FTI allows for graft-versus-leukemia activity in vivo (A) Bone marrow transplantation (BMT) was performed as described in the Design and Methods section. On day 0 following irradiation 2×10⁵ A20 luc⁺ were given (i.v.) while T cells (Tc) (3×10⁵) were given on day 2. Representative bioluminescence images on days 9 and 14 demonstrate intact rejection of A20 cells in the groups receiving T cells [A20+Tc (vehicle), A20+Tc (FTI), A20+Tc (GGTI) and A20+Tc (ZA)], while progressive tumor growth is seen in the absence of T cells (A20). (B) Expansion of luc⁺ A20 tumor cells as measured in photons over total body area (photons/second/mouse).

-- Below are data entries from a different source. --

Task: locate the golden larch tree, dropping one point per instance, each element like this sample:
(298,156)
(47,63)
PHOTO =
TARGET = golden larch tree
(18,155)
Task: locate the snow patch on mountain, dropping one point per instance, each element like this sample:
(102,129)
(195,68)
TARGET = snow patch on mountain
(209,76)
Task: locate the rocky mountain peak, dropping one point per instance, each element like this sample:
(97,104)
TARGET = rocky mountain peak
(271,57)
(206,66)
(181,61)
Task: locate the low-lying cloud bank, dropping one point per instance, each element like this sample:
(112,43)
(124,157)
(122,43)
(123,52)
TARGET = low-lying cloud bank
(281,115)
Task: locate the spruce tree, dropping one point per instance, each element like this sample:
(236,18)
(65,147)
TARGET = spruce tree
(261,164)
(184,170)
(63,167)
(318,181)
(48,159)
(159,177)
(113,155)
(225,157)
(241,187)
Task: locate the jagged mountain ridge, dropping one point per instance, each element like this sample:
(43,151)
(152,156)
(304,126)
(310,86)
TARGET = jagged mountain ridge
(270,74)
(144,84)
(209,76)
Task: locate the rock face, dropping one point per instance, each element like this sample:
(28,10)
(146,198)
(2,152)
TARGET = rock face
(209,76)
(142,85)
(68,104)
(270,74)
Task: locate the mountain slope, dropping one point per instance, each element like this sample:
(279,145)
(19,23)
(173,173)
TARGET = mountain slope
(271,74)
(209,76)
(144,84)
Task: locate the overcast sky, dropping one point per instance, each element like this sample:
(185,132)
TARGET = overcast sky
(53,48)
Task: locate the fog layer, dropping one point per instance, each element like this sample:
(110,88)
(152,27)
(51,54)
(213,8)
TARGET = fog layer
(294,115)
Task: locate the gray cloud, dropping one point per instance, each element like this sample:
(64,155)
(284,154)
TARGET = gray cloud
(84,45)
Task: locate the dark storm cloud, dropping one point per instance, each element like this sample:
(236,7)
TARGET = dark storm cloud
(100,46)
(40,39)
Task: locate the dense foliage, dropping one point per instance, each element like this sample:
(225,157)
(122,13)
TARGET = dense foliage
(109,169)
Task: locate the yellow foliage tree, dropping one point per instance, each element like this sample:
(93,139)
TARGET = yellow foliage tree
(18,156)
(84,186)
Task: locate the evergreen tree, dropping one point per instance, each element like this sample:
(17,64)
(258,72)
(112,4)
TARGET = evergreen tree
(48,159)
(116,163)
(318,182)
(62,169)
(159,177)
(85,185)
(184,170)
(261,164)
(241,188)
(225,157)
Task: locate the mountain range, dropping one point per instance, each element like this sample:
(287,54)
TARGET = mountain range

Animals rejecting the A20 leukemia cells demonstrate a lasting loss in signal. Data from three independent experiments are combined. Signal intensity derived from luc⁺ A20 cells was measured in photons over total body area at different time points. BALB/c mice receiving bone marrow (BM) plus A20 leukemia cells (A20, n=5) BM plus A20 leukemia cells plus T cells (Tc) after treatment with vehicle [A20+Tc (vehicle, n=5) or FTI (A20+Tc (FTI), n=3) or GGTI (A20+Tc (GGTI), n=3) or ZA (A20+Tc (ZA), n=3]. (C) Survival of the groups described in (B). Survival: group A20+Tc (vehicle) versus A20+Tc (FTI), P<0.001, group A20+Tc (vehicle) versus A20+Tc (GGTI), P=0.03. Data from three independent experiments are combined, numbers of animals are indicated next to each group. (D) Bone marrow transplantation was performed as described in (B) with luc⁺yfp⁺A20 cells for three mice in each group. On day 16 mice were sacrificed and bone marrow and spleens were isolated and analyzed for yfp⁺ A20 cells by flow cytometry. The P-values are shown when a significant difference compared to the A20 only group was found (**P<0.01, ***P<0.001).